Environment and the Natural Law

Environment and the Natural Law July 27, 2007

In his latest column, John Allen discusses a highly interesting conversation between Pope Benedict and a group of priests on the issue of the environment. Reflecting on his now familiar theme that there can be no separation between faith and reason, Benedict argued that the environmental movement allowed morality to re-enter the domain of rational debate in the modern mind, for, as Allen puts it, “nature itself carries a moral message that can be deciphered utilizing the faculty of conscience, even by those who aren’t Christian or who aren’t religious at all.” Thus, natural law reasoning comes back with a vengeance! Here is what Benedict said on the matter:

Everyone can see today that humanity could destroy the foundation of its own existence, its earth, and therefore we can’t simply do whatever we want with this earth that has been entrusted to us, what seems to us in a given moment useful or promising, but we have to respect the inner laws of creation, of this earth, we have to learn these laws and obey them if we want to survive. This obedience to the voice of the earth is more important for our future happiness than the voices of the moment, the desires of the moment. … Existence itself, our earth, speaks to us, and we have to learn to listen.”
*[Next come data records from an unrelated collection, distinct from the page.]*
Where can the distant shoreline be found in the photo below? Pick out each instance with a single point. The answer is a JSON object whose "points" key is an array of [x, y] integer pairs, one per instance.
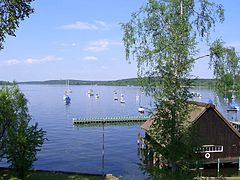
{"points": [[121, 82]]}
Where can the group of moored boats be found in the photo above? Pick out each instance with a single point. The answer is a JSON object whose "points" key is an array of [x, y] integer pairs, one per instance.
{"points": [[67, 99]]}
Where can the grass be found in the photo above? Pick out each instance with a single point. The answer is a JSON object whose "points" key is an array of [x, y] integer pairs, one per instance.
{"points": [[48, 175]]}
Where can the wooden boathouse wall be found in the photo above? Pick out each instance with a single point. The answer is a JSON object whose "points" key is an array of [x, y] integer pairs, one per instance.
{"points": [[213, 129]]}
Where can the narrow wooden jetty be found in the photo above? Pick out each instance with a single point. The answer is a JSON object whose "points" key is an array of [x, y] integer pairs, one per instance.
{"points": [[117, 119]]}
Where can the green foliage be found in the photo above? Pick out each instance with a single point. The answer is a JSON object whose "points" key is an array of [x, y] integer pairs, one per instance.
{"points": [[162, 37], [11, 13], [20, 141]]}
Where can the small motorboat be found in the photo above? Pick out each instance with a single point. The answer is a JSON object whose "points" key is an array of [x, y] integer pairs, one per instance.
{"points": [[141, 109], [66, 98]]}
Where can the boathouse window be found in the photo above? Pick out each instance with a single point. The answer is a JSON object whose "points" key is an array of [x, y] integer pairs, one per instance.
{"points": [[208, 149]]}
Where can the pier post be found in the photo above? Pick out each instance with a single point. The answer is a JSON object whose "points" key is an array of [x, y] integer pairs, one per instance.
{"points": [[218, 170], [139, 138], [239, 164]]}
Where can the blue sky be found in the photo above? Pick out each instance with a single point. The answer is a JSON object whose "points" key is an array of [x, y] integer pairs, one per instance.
{"points": [[82, 39]]}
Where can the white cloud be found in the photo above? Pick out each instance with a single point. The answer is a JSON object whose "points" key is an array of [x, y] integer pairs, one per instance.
{"points": [[73, 44], [101, 45], [46, 59], [234, 44], [79, 25], [10, 62], [97, 46], [90, 58], [42, 60]]}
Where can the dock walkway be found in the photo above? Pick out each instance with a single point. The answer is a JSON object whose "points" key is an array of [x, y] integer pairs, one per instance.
{"points": [[117, 119]]}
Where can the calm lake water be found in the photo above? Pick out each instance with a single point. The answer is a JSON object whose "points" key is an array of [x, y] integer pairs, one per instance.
{"points": [[80, 149]]}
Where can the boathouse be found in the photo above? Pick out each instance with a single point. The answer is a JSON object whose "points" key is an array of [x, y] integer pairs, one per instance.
{"points": [[219, 139]]}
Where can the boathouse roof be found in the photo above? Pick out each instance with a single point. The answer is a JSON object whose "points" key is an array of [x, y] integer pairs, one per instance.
{"points": [[198, 109]]}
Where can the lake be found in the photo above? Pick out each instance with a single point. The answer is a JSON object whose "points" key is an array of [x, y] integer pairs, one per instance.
{"points": [[79, 148]]}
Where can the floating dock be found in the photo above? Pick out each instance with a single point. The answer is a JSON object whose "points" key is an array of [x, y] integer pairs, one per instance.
{"points": [[118, 119]]}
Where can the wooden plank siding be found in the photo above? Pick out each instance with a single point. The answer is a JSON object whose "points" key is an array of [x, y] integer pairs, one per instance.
{"points": [[213, 130]]}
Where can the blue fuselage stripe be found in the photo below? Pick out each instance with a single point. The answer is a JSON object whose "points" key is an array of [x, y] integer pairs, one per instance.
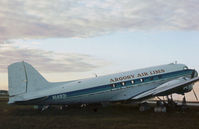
{"points": [[128, 83]]}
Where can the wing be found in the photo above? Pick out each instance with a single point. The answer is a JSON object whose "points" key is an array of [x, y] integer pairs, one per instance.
{"points": [[169, 87]]}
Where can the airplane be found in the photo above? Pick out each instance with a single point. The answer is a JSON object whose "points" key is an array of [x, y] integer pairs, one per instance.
{"points": [[28, 87]]}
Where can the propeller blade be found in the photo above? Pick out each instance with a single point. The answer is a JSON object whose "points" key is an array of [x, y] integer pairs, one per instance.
{"points": [[195, 94]]}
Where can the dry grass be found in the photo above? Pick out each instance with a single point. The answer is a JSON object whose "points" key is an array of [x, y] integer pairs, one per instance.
{"points": [[112, 117]]}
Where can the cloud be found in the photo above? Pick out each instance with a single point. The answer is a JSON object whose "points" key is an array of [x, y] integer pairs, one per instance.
{"points": [[84, 18], [48, 61]]}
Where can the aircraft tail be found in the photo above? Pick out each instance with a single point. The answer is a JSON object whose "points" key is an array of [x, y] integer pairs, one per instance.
{"points": [[23, 78]]}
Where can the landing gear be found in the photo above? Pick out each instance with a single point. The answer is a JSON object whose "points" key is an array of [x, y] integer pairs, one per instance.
{"points": [[144, 107], [183, 107], [160, 107]]}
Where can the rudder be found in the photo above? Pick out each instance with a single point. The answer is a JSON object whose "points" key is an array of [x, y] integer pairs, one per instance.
{"points": [[23, 78]]}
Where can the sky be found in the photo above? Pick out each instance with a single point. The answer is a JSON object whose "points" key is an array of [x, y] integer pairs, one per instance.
{"points": [[73, 39]]}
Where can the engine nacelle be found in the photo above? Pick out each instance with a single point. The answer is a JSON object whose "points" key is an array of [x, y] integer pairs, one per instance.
{"points": [[180, 90]]}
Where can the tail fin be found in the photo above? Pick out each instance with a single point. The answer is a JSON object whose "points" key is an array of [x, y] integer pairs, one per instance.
{"points": [[23, 78]]}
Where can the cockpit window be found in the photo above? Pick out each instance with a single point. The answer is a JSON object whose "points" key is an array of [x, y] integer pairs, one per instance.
{"points": [[185, 68]]}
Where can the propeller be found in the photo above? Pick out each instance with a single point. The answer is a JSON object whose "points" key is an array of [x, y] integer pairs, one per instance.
{"points": [[195, 94], [192, 76]]}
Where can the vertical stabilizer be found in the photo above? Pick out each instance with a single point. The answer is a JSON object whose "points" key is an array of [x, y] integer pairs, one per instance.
{"points": [[23, 78], [17, 79]]}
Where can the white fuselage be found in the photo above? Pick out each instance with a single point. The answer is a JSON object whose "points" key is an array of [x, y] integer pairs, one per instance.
{"points": [[114, 87]]}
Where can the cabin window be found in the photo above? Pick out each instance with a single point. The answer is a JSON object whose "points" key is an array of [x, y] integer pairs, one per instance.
{"points": [[185, 68], [159, 76], [151, 78], [123, 83], [113, 85]]}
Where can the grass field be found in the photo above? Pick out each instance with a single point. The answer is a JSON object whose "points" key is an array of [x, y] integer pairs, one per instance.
{"points": [[112, 117]]}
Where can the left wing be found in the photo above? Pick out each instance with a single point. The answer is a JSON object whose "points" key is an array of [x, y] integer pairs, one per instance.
{"points": [[166, 88]]}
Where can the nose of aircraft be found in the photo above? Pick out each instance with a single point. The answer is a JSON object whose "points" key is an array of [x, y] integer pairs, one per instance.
{"points": [[196, 74]]}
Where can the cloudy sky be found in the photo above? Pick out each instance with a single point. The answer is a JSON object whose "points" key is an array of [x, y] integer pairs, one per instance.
{"points": [[72, 39]]}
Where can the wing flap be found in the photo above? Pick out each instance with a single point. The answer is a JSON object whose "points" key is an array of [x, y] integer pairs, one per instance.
{"points": [[165, 88]]}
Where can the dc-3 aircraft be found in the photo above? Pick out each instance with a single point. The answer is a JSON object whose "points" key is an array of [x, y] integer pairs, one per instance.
{"points": [[28, 87]]}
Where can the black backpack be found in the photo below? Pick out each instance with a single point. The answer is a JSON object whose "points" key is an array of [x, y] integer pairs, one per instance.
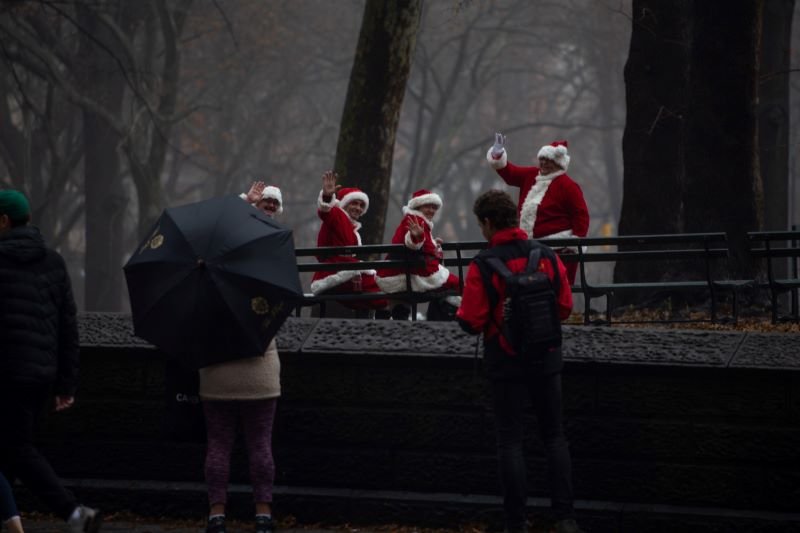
{"points": [[530, 314]]}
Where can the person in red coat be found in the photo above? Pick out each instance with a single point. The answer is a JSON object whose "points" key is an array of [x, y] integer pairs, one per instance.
{"points": [[551, 204], [515, 380], [340, 211], [415, 232], [267, 198]]}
Allen’s conclusion is that the pope “sees in the modern environmental movement the most promising route for recovery of the natural law tradition”. This little discourse offers lessons on many different levels. First, it shows the hollowness and bankruptcy of the ideas used to denounce environmental concerns, such as the need to combat global warming, ideas that are often based on naked utilitarianism. These ideas are far removed from the natural law tradition, and yet many Catholics (including some prominent Catholic bloggers) continue to mock environmental concerns for mere economic reasons (and the economic concerns of me-now, rather than future generations). And just look at Benedict’s language. I’m waiting for somebody to claim that his reference to “obedience to the voice of the earth ” is evidence of some eerie neo-paganism! As always, Benedict’s keen intellect is a step ahead.